重要なのは、重要半導体製造技術に関する米国の輸出規制で窮地に立たされているのはSamsungとSK hynixだけではないという点だ。Applied MaterialsやKLA、Lam Researchら米国の半導体製造装置メーカーも中長期的に大幅な収益機会を失う。例えばApplied Materialsは2024年、売上高の約37%を中国に依存していた。
一方で、Micron Technologyは、SamsungやSK hynixら競合の中国での苦境から恩恵を受ける可能性が高い。
また、中国の半導体装置メーカーやCXMT、YMTCといった中国メモリメーカーにも利益をもたらすだろう。政府の支援によってDRAM生産が50%急増したCXMTは、DDR4やLPDDR4といった従来製品から、より先進的なDDR5やLPDDR5チップへ積極的に移行している。
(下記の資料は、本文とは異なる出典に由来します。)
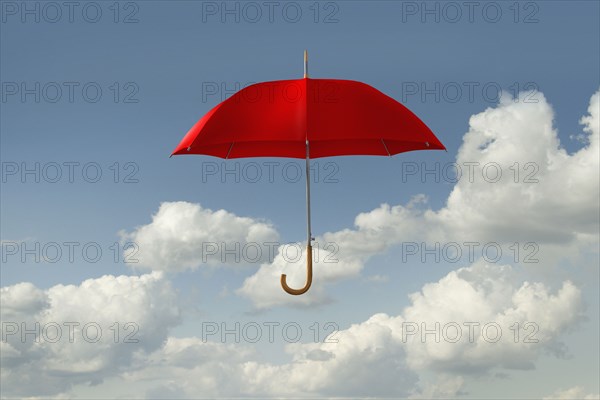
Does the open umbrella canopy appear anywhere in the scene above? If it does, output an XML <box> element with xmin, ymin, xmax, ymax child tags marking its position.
<box><xmin>173</xmin><ymin>78</ymin><xmax>444</xmax><ymax>158</ymax></box>
<box><xmin>171</xmin><ymin>52</ymin><xmax>446</xmax><ymax>295</ymax></box>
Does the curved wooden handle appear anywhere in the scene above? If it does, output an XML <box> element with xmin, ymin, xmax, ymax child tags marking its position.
<box><xmin>281</xmin><ymin>244</ymin><xmax>312</xmax><ymax>296</ymax></box>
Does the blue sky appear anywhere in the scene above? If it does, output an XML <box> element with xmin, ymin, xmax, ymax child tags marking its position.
<box><xmin>0</xmin><ymin>1</ymin><xmax>600</xmax><ymax>398</ymax></box>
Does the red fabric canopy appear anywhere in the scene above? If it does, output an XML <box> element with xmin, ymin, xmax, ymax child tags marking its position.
<box><xmin>173</xmin><ymin>78</ymin><xmax>445</xmax><ymax>158</ymax></box>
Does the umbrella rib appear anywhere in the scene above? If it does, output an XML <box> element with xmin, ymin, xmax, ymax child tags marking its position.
<box><xmin>381</xmin><ymin>138</ymin><xmax>392</xmax><ymax>157</ymax></box>
<box><xmin>225</xmin><ymin>142</ymin><xmax>235</xmax><ymax>160</ymax></box>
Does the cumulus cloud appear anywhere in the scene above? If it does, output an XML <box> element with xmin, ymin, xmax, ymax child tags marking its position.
<box><xmin>237</xmin><ymin>196</ymin><xmax>426</xmax><ymax>308</ymax></box>
<box><xmin>1</xmin><ymin>272</ymin><xmax>179</xmax><ymax>397</ymax></box>
<box><xmin>116</xmin><ymin>263</ymin><xmax>582</xmax><ymax>398</ymax></box>
<box><xmin>434</xmin><ymin>92</ymin><xmax>600</xmax><ymax>243</ymax></box>
<box><xmin>544</xmin><ymin>386</ymin><xmax>600</xmax><ymax>400</ymax></box>
<box><xmin>397</xmin><ymin>262</ymin><xmax>583</xmax><ymax>373</ymax></box>
<box><xmin>121</xmin><ymin>201</ymin><xmax>279</xmax><ymax>272</ymax></box>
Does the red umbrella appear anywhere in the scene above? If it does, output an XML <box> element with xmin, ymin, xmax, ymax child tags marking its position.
<box><xmin>172</xmin><ymin>52</ymin><xmax>446</xmax><ymax>295</ymax></box>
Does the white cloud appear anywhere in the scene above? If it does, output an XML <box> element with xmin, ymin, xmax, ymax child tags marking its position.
<box><xmin>1</xmin><ymin>272</ymin><xmax>179</xmax><ymax>397</ymax></box>
<box><xmin>117</xmin><ymin>264</ymin><xmax>582</xmax><ymax>398</ymax></box>
<box><xmin>121</xmin><ymin>201</ymin><xmax>278</xmax><ymax>272</ymax></box>
<box><xmin>434</xmin><ymin>92</ymin><xmax>600</xmax><ymax>243</ymax></box>
<box><xmin>399</xmin><ymin>262</ymin><xmax>583</xmax><ymax>374</ymax></box>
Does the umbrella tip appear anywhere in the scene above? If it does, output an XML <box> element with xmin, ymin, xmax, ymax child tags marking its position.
<box><xmin>304</xmin><ymin>50</ymin><xmax>308</xmax><ymax>78</ymax></box>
SamsungとSK hynixに話を戻すと、一部の業界観測筋は、この韓国のメモリ二強が、AMDやNVIDIAと同様に米国政府と取引を結び、輸出ライセンスを確保する可能性があると見ている。AMDとNVIDIAは最近、それぞれ「MI308」と「H20」プロセッサの中国向け売り上げの15%を米国政府と共有することで合意した。
あるいは、この問題は、現在進行中の韓国と米国の関税交渉における交渉材料となる可能性もある。